Elle resta un long moment immobile, le temps de s’habituer à cette souffrance plus intense. Puis tout doucement, elle plia son genou, le remit en place, le plia et le déplia, encore et encore, jusqu’à ce que le geste soit tolérable. Alors, en boitant, prenant appui sur les meubles ou les objets qui lui tombaient sous la main, elle se dirigea vers l’escalier qu’elle monta très lentement, une marche à la fois, s’appuyant fermement sur la rampe. Tout ce que Jeanne voulait, c’était atteindre la cuisine sans trébucher. Elle savait que si cela se produisait, jamais elle n’arriverait à se relever seule.

Le vrombissement de la tondeuse l’accueillit au haut de l’escalier. La première chaise disponible n’était plus qu’à quelques pas.

Elle s’y laissa tomber avec un soupir de soulagement.
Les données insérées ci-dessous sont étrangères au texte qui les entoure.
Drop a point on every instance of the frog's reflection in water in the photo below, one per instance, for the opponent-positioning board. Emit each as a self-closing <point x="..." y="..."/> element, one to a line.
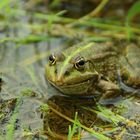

Jeanne resta assise longtemps, les yeux clos, prenant de profondes inspirations, insensible à tout ce qui n’était pas cet élancement qui irradiait dans tout son corps. Elle n’entendait rien sinon une curieuse pulsation qui lui harcelait les oreilles au rythme de sa douleur qui, heureusement, allait en diminuant. Concentrée sur sa respiration, elle ne prit nullement conscience que la tondeuse s’était tue. Pas plus qu’elle n’entendit Thomas qui montait l’escalier menant à la terrasse, approchait en sifflotant, ouvrait la porte moustiquaire. Il mourait de soif. Il faisait déjà tellement chaud. Le temps de finir de tondre la pelouse et il proposerait à Jeanne de s’évader pour la journée. Dans les Cantons de l’Est, sur une plage au bord d’un lac. Et peut-être, si le cœur leur en disait, pourraient-ils terminer la journée par un souper en tête-à-tête dans une petite auberge sympathique.

Sa joyeuse réflexion fut interrompue par la vue de Jeanne assise immobile, la tête renversée contre le dossier de la chaise, une pile de vêtements à ses pieds sur le plancher. Il fronça les sourcils, hésita puis demanda :

— Ça ne va pas ? Tu t’es fait mal ?

Jeanne sursauta, se hâta de tourner la tête vers Thomas en s’efforçant d’esquisser un pâle sourire.

— Ça va… Rien de majeur. C’est mon fichu genou. Tu sais, celui que j’ai frappé contre la roche. Il continue de m’élancer parfois… Ça va passer.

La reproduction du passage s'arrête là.